L’attenzione di questi giorni si è concentrata sugli attacchi del ministro Salvini e del presidente della Rai, Foa, al conduttore Fabio Fazio. Ma nessuno ha criticato il presidente Foa per aver richiesto di assumere giornalisti di provata fede cattolica.

Premesso che il contratto di Fazio è eccessivamente alto; che il conduttore avrebbe potuto in passato, come altri, di fronte ad una più generale richiesta di sacrifici accettare un taglio serio ai suoi guadagni; che il suo programma soffre di una certa ripetitività; che l’artista ligure non è un giornalista e farebbe bene a lasciar perdere le interviste ai politici, visto che quando si è cimentato ha peccato di mancato equilibrio (ad esempio ospitando l’ex premier ogni volta che questi lo chiedeva, vedi la puntata con Renzi del 29 aprile 2018, o silenziando senza eleganza il Civati delle primarie Pd del 2013); tutto ciò premesso è evidente che l’attacco di Salvini al conduttore è strumentale ed inaccettabile.

Strumentale perché Fazio era già Fazio (con relativi cachet) anche un paio di anni or sono quando Salvini ancora accettava i suoi inviti, inaccettabile perché la politica non può interferire in questa sfacciata e arrogante maniera su un’azienda come la Rai: se il leader della Lega lo desidera faccia una battaglia per una riforma generale dell’azienda, compresi i troppo alti stipendi di molti dirigenti e conduttori, ma criminalizzare il singolo è abbastanza disgustoso.

Salvini non tollera Fazio non per gli alti compensi, altrimenti non andrebbe nemmeno da Vespa, ma perché ha dato voce a Lucano, a Saviano, ha toccato temi cari alla propaganda leghista parlando però un linguaggio di inclusione e non di muri. Perché tutto questo lo ha fatto su RaiUno di fronte a milioni di spettatori senza alimentare la paura ma rassicurando con il buonsenso di un padre di famiglia. Domenica scorsa erano in 4 milioni a vederlo, con uno share del 16%, un record quest’anno a parte la puntata del 10 febbraio che però si avvantaggiava del traino di Sanremo.

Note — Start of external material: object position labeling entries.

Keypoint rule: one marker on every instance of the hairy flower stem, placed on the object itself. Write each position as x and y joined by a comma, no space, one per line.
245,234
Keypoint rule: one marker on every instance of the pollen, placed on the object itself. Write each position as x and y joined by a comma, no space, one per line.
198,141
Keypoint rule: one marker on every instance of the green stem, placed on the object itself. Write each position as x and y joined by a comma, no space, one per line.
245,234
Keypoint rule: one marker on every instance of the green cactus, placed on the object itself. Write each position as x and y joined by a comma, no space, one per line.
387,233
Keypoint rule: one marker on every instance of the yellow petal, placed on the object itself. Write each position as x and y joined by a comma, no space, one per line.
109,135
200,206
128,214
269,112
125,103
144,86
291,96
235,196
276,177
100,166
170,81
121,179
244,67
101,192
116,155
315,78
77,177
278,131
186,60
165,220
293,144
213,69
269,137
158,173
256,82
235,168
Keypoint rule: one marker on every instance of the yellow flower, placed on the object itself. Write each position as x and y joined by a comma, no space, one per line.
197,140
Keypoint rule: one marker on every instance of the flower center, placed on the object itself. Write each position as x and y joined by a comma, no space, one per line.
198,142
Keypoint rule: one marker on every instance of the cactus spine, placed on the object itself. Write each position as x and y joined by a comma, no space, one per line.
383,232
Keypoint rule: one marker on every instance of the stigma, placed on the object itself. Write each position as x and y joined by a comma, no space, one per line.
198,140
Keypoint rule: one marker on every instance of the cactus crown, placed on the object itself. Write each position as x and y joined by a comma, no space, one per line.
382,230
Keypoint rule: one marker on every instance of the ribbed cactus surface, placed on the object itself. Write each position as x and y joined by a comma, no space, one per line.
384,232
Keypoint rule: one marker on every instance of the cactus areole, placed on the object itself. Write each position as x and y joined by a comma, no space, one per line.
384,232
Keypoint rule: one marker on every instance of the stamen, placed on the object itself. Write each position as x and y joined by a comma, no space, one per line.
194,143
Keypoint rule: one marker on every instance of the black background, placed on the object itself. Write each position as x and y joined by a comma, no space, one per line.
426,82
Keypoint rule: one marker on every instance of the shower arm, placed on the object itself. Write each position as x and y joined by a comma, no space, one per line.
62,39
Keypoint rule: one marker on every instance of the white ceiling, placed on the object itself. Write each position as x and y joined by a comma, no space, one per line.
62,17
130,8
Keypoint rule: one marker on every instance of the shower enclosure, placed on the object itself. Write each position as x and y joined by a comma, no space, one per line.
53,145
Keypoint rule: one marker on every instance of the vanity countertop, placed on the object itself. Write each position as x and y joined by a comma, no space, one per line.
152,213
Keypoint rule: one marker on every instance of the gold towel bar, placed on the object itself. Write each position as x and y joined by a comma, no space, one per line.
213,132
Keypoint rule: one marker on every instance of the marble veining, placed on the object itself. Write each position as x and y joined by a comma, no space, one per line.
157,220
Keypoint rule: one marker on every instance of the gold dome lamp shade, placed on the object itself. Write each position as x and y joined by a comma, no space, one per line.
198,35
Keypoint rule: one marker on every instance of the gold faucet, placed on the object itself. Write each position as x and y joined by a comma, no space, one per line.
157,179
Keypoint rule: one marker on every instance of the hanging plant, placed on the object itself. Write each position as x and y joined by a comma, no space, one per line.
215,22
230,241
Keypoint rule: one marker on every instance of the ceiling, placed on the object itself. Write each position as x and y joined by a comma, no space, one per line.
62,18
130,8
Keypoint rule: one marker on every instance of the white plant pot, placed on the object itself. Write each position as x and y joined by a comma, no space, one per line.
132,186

Ma a dare manforte a Salvini si è di recente arruolato anche l’improbabile presidente Foa, con presunti argomenti di mercato: lo ha fatto al festival di Dogliani dove ha detto però un’altra cosa che è passata inosservata ma che a noi appare grave. Ha detto che alla Rai bisogna incrementare la presenza di giornalisti e opinionisti cattolici: non bravi, preparati, competenti, ha detto, ma cattolici. Lo ha detto, ci pare, senza che nessuno gli facesse notare l’enormità della sua affermazione (nemmeno l’Usigrai), ancora inedita nello stupidario della nuova destra nazionale: perché un giornalista è tale non se è cattolico, protestante, buddista, musulmano o ateo, ma se fa bene il suo mestiere.